Nous estimons également, que, si le droit à l’erreur doit être maintenu, les sanctions doivent être exemplaires contre les fraudeurs, notamment en cas de récidive.

Pour finir sur ce thème, le problème des yeux bleus étant relativement récurrent dans certaines races, pourquoi ne pas revenir sur l’annulation de la prise en compte de la couleur des yeux pour les pedigrees ? Cela permettrait de faciliter la tâche d’analyse du service technique du LOOF, et de réduire le risque de fraude. Un des chatons incriminés, traditionnel aux yeux bleus, n’est pas indiqué comme tel sur son pedigree…
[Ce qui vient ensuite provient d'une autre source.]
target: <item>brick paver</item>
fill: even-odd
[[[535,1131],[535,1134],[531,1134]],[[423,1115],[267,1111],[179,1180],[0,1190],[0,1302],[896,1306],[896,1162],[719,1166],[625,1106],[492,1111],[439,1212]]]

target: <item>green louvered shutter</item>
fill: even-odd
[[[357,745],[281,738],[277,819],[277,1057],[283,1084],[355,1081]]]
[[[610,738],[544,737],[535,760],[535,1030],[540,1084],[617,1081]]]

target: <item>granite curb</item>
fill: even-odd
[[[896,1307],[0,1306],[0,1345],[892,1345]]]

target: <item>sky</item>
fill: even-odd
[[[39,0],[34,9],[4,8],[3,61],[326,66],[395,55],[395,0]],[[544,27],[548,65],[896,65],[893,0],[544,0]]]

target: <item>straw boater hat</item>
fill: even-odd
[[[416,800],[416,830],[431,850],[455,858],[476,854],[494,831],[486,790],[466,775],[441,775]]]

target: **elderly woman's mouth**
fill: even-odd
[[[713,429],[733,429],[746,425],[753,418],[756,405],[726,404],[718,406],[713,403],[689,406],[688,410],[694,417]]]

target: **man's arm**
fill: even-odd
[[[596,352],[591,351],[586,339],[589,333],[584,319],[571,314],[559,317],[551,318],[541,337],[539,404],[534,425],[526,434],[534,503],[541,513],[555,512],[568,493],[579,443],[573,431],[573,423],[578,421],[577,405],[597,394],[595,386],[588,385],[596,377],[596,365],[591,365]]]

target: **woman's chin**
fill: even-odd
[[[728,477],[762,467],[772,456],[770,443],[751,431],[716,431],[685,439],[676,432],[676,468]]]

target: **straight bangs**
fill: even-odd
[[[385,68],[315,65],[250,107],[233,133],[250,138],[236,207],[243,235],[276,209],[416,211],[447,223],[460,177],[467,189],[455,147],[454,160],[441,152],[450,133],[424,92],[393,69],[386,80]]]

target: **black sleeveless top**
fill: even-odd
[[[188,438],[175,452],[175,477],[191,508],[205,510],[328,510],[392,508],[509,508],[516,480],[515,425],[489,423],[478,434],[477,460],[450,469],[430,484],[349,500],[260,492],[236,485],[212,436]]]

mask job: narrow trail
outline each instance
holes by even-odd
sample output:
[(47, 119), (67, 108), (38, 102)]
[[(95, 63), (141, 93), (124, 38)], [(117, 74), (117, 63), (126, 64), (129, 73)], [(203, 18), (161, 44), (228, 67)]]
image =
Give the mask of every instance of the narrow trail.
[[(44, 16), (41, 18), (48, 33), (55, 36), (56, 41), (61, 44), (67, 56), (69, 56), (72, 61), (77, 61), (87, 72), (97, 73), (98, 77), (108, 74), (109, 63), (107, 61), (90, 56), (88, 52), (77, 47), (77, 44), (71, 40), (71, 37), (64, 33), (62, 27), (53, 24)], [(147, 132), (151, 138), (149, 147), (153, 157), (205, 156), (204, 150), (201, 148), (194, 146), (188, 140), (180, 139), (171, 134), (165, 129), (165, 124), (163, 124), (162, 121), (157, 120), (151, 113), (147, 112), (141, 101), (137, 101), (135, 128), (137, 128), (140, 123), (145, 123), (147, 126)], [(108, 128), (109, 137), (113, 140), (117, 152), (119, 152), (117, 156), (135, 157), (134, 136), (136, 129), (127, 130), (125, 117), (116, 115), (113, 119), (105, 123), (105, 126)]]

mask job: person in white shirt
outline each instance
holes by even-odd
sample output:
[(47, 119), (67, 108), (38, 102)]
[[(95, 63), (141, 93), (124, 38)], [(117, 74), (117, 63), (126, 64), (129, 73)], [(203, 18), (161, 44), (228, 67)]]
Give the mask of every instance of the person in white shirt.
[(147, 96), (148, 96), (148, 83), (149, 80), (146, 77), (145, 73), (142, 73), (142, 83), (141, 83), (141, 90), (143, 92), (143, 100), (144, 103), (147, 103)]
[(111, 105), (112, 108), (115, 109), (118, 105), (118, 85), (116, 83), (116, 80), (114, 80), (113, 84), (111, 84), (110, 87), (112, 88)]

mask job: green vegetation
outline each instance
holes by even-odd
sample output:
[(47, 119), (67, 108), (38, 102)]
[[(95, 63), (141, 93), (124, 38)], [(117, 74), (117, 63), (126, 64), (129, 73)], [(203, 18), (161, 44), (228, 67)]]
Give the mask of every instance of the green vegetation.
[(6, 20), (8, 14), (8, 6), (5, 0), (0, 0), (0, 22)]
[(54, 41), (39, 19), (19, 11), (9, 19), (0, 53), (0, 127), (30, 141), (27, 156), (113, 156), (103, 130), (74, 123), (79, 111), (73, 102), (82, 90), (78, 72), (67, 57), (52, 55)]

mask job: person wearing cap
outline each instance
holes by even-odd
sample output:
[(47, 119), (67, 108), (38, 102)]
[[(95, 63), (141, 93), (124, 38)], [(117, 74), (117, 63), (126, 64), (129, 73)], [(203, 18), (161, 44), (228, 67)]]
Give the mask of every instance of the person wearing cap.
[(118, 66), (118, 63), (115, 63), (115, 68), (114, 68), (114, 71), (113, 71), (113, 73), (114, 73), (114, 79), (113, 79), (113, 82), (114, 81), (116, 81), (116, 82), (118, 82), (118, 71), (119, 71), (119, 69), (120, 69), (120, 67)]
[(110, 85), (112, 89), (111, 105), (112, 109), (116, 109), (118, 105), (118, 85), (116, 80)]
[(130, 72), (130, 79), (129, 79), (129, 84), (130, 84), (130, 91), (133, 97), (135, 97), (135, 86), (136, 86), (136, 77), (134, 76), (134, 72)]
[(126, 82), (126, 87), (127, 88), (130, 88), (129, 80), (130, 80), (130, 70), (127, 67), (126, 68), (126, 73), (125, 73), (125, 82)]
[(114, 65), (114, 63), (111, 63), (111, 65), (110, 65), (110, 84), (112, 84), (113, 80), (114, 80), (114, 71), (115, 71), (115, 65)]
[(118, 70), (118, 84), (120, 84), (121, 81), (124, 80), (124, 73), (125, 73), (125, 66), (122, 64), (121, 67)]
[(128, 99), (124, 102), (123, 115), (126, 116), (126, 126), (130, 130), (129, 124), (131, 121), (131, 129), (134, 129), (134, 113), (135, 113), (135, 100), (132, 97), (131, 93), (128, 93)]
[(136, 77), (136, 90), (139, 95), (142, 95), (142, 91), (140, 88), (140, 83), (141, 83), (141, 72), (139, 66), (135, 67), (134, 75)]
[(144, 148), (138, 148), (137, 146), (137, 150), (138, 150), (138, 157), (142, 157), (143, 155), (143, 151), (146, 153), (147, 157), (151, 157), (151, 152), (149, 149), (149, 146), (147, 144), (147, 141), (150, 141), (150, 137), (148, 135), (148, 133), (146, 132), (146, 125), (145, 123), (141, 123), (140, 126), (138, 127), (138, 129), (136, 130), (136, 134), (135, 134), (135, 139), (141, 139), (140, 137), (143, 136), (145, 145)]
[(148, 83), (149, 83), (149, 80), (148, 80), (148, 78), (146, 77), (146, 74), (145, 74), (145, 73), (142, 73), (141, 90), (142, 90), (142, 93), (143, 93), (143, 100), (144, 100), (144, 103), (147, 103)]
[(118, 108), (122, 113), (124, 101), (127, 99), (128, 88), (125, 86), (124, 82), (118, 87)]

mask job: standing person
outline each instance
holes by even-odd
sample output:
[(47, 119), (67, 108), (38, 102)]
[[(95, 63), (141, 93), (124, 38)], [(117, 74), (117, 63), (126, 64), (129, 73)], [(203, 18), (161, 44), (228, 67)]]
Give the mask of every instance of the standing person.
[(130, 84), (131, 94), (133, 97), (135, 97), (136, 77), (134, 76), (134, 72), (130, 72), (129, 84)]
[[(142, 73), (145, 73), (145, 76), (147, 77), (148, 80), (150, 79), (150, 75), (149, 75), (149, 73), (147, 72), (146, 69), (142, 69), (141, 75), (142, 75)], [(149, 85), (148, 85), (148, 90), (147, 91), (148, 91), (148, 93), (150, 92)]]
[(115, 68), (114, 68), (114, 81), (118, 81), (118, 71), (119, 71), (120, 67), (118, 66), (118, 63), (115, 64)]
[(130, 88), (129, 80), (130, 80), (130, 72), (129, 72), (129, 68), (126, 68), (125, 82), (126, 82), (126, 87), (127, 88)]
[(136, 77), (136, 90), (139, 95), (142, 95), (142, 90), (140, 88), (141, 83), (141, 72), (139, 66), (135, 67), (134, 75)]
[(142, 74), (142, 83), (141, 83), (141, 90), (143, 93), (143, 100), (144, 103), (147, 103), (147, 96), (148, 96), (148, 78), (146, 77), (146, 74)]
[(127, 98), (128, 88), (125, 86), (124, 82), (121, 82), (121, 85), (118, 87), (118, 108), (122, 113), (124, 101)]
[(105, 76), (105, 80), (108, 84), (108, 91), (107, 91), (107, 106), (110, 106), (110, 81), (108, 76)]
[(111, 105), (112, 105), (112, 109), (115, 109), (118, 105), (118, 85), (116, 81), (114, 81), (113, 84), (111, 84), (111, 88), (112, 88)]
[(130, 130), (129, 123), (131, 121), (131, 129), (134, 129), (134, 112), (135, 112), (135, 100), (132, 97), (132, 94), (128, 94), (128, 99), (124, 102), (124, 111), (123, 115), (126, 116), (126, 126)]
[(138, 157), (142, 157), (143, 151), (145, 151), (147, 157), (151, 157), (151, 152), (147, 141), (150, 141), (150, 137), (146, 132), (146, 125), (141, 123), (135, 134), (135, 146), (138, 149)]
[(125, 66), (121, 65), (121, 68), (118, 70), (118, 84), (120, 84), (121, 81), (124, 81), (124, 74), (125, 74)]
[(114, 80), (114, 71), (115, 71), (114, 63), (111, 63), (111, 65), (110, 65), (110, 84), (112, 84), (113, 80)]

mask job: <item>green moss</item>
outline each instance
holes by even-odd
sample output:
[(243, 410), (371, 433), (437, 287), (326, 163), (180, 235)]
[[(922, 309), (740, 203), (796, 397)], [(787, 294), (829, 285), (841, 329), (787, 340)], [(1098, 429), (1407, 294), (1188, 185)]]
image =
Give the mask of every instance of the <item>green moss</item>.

N’oublions pas le rôle des juges félins, qui, parfois, par sympathie, ou pire, par crainte d’une plainte, peuvent être amenés à délivrer un certificat (CAC ou CACIB) tout en signalant que le chat ne le mérite pas… Certains chats présentant des caractéristiques montrant qu’ils sont issus d’un croisement interdit peuvent ainsi se retrouver sélectionnables pour le CGA…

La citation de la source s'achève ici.